Free Agent Frenzy: Stevie Brown

New York Giants safety Stevie Brown will be become a free agent this offseason, so what will Jerry Reese and the front office elect to do with the former University of Michigan standout?

The dawn of the NFL offseason is officially upon us. That makes it decision time for all NFL teams on whether to re-sign veterans or cut ties and move on at the position. The Giants have a number of excruciating assessments to make on some of their middling units including their secondary. One decision that needs to be made is the future of free safety Stevie Brown.

Brown was a standout on a mediocre defense two seasons ago, but has battled injuries and blatant ineffectiveness in the past couple of years. Furthermore the Giants secondary was brutal in 2014 and Brown was benched for a replacement-level player in Quintin Demps mid-season. The Giants will be exploring options at both safety positions with the impending free agency of Brown and fellow starting safety Antrel Rolle, who both are coming off lackluster 2014 campaign’s.

Let’s take a look at what Brown brings to the table. The Good:

Stevie Brown is a legitimate NFL safety. If the Giants don’t elect to keep him, Brown will surely find work elsewhere in the league. As the 251st pick in the 7th round of the 2010 NFL Draft Brown has far outperformed expectations for his career.

The 2012 season was the golden era of Stevie Brown. He received a reputation as a ball-hawk during that season, where he created 10 turnovers including 8 interceptions. He was 2nd in the NFL in interceptions that season and looked like a potential long-term piece to the secondary. Unfortunately Brown suffered the all too common fate of a torn ACL prior to the start of the 2013, and was unable to take the field at all. He relies heavily on the instinct of being in the right place at the right time that can run hot and cold, but at the very least he is a serviceable member in a secondary rotation.

The Ugly:

Following the 2012 season Brown appeared poised to be break into the upper-echelon of NFL safeties. But after taking a closer look at those plays it is clear that Brown was opportune recipient of luck on numerous instances. Many of his interceptions take place on overthrows and misread coverages and are not indicators of elite ball-skills.

Interceptions often have a considerable element of luck, and it is the primary reason why the league leaders flip on a yearly basis. Many mediocre defensive backs have been fiscally rewarded and generated high expectations as a result of fluky seasons inflated by favorable interception totals. Players like Walt Harris, Carlos Rogers and Devin McCourty are just a few examples.
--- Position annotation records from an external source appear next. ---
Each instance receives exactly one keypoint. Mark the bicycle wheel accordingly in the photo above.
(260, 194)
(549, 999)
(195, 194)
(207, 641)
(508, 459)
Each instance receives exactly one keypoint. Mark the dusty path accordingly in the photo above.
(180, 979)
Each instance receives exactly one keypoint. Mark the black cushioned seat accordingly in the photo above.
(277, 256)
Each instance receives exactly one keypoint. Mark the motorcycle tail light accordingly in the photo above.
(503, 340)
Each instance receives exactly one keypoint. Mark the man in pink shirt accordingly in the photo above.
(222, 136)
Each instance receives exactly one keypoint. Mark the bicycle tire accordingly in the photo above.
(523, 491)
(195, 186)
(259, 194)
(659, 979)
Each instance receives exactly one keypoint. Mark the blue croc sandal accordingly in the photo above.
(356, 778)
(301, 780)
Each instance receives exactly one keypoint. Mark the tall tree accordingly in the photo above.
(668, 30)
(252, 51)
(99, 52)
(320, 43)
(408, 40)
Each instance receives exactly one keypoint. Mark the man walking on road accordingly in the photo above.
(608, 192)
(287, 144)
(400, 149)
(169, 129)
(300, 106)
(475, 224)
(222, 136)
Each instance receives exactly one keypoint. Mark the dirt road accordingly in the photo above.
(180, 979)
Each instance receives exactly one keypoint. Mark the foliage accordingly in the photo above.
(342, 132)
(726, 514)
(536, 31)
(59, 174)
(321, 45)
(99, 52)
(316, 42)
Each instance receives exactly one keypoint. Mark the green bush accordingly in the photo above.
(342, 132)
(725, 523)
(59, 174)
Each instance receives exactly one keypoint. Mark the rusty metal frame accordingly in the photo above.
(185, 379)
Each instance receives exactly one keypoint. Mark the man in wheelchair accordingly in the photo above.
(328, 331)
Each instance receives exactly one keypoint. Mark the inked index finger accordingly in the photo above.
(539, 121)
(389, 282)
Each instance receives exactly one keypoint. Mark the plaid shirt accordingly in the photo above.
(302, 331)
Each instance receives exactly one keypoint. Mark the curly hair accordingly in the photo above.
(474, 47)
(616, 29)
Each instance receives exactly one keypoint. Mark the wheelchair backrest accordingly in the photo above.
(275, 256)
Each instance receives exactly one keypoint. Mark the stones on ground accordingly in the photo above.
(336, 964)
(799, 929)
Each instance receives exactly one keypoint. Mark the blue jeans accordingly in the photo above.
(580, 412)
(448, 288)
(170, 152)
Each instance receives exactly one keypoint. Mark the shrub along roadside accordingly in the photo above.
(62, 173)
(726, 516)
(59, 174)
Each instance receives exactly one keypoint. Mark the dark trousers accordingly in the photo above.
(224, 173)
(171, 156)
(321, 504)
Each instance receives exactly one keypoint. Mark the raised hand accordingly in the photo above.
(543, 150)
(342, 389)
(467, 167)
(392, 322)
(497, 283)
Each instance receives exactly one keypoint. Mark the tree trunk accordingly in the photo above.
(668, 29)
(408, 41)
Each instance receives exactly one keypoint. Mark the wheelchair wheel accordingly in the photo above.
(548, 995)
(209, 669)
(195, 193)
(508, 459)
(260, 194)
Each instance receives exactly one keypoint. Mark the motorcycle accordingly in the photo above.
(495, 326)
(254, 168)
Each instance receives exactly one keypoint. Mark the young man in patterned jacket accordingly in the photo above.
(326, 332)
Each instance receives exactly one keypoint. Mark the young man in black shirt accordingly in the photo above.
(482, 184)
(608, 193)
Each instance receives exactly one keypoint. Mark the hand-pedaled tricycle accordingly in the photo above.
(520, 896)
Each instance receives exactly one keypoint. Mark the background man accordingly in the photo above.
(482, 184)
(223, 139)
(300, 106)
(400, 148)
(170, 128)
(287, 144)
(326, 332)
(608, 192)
After losing all of 2013 Stevie didn’t show the same turnover creation ability that he provided in 2014 that he did in his breakout campaign. He ultimately ended the season with 0 turnovers created, a prolonged benching, and several major miscues in coverage. His performance resembled a backup player in a secondary group that might be better suited with new faces at safety.

The Verdict:

Let Stevie go. He isn’t the future at free safety as a starter and I believe the Giants are interested in rebuilding the back end of the defense. It’ll be a target in the draft for New York and they could really use the infusion of youth into the secondary.